Migrants who survive the first seven circles often arrive at the border having endured a combination of physical and psychological trauma. The final two circles are no easier to endure. The militarization of the border over the last two decades and the cartels’ increasing control over migration routes have created a “funnel effect,” which means, in Martínez’s words, that “those carrying a change of clothes and the hope to find work now have to walk the same paths as those smuggling guns and drugs.” Sometimes migrants, like Juan and Chauk in La jaula de oro, might be forced to haul drugs across the border for cartels. Others might have to wait a few extra days if a cartel is trying to move drugs or guns and doesn’t want to “heat up” the route. The routes change constantly, based on the cartels’ never-ending game of cat and mouse with the US Border Patrol, but most of them are in desolate stretches of the border—far from urban areas, and far from help. The funnel effect’s impact on migrants has been devastating: from 1999 to 2012, the number of migrants whose remains were recovered along the border spiked from 249 to 477.

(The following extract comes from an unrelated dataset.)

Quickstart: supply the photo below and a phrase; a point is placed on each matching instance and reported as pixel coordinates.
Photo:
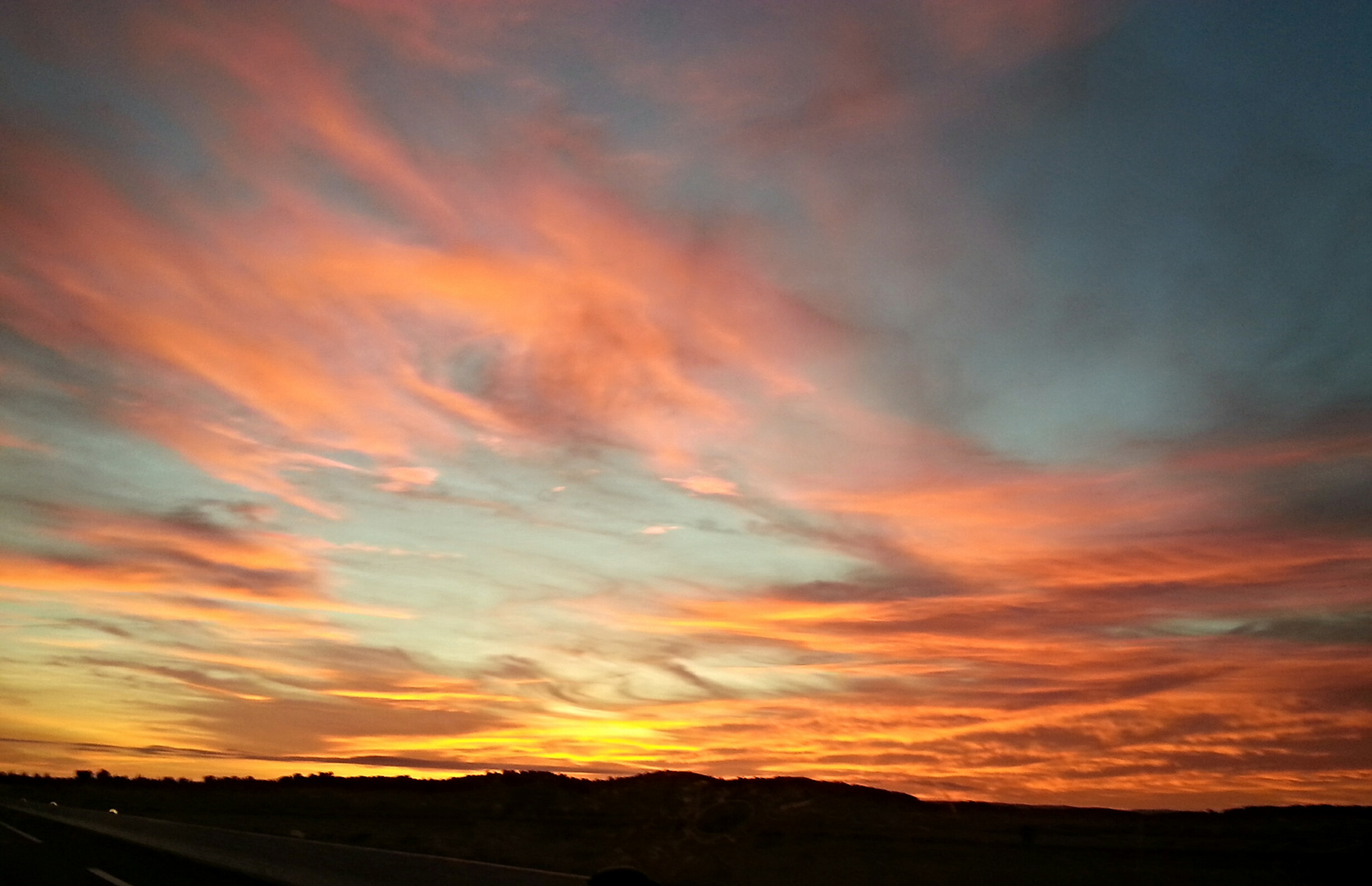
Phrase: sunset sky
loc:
(960, 396)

Migrants who evade death and Border Patrol officers in the desert move on to the final circle of hell, life as an undocumented migrant in the United States. Most, like Juan, who gets a job discarding unusable cow parts in a meat-packing plant, will work long hours for scant pay at backbreaking, monotonous factory or service jobs—if they find employment at all. As undocumented migrants from Central America, they are easily exploited, unlikely to report abuses and unlikely to receive asylum. And yet, these are the people who made it: the ones who escaped violence and poverty in their home countries; survived the Beast, narcos and corrupt Mexican officials; and managed to cross into the United States, find a job and avoid deportation. These are the “lucky” ones, the people living the American dream.